The cursor blinks rhythmically: *|_ |_ |_ |*, a metronome counting out seconds I haven’t used to do anything important yet today. It feels like the universe is breathing for me, inhaling when the line lengthens, exhaling when it shortens. I type nothing, just watch the blinking cursor move across an empty document titled “Untitled 1.” Maybe I should write something about how the keyboard keys are worn smooth from years of typing, or how the spacebar has a tiny groove in the middle where my thumb presses down hardest every time. Or maybe I’ll just leave it blank until tomorrow, when the light changes again and forces me to make a choice between sitting still and moving forward.
Outside, the city hums with a different frequency now—the mid-morning version of its song. Sirens are less frequent; construction crews have moved into high gear with jackhammers drilling into concrete foundations that will eventually become buildings full of people like me trying to escape their own thoughts. The air smells differently too—less rain, more exhaust fumes mixing with the scent of baked bread from the bakery down the block and the sharp tang of ozone before a thunderstorm rolls in from somewhere unseen on the horizon.
I stand up again, stretching until my shoulders pop once more, then walk over to the window one last time today—or at least I tell myself that’s all there is left to do here. Looking out, I see a delivery truck parked outside an apartment building three doors down, its driver smoking a cigarette while he waits for his order to be loaded. The smoke curls upward in thin ribbons, twisting in the drafty air before dissipating into nothingness. No one cares about where that smoke goes or why it moves the way it does. It just rises because hot air floats and gravity pulls everything else down.

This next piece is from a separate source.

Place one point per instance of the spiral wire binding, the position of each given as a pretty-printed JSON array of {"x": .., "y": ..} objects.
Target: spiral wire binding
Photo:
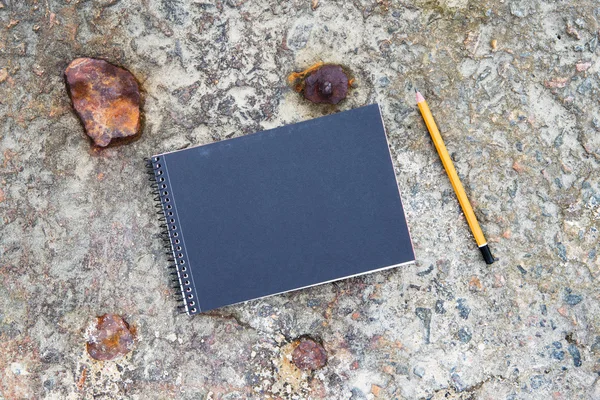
[{"x": 178, "y": 274}]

There’s a strange comfort in knowing that even if I disappear completely—fade away like that cigarette smoke—the world will keep turning exactly as it did before and after my existence mattered at all. The sun will still rise, the tides will still ebb and flow, people will still cook dinner and argue over politics and fall asleep wondering about dreams they won’t remember until morning anyway. Nothing changes because something happened to *me*. Everything changes regardless of whether I’m here or gone.
And maybe that’s okay. Maybe it’s even better than anything anyone could have imagined while running from this very reality, chasing after some violet room where nothing matters except your own will to make things happen. Here, nothing is special unless you decide to pay attention. The coffee tastes bitter; the bread tastes stale; the light hurts my eyes if I stare too long. But these are real sensations, rooted in biology and physics and the finite limits of being human. They anchor me here, in this moment that will end just as surely as every other day has before it did.
I turn away from the window, grab a fresh mug of coffee that’s cooling rapidly now despite being freshly poured, and sit back down at the table with my laptop open and ready. Today, I think to myself, I’ll try not to run. I’ll just write whatever comes next, however boring or mundane it might be, because sometimes the most extraordinary thing you can do is simply show up again tomorrow without any guarantees about what will happen after that either.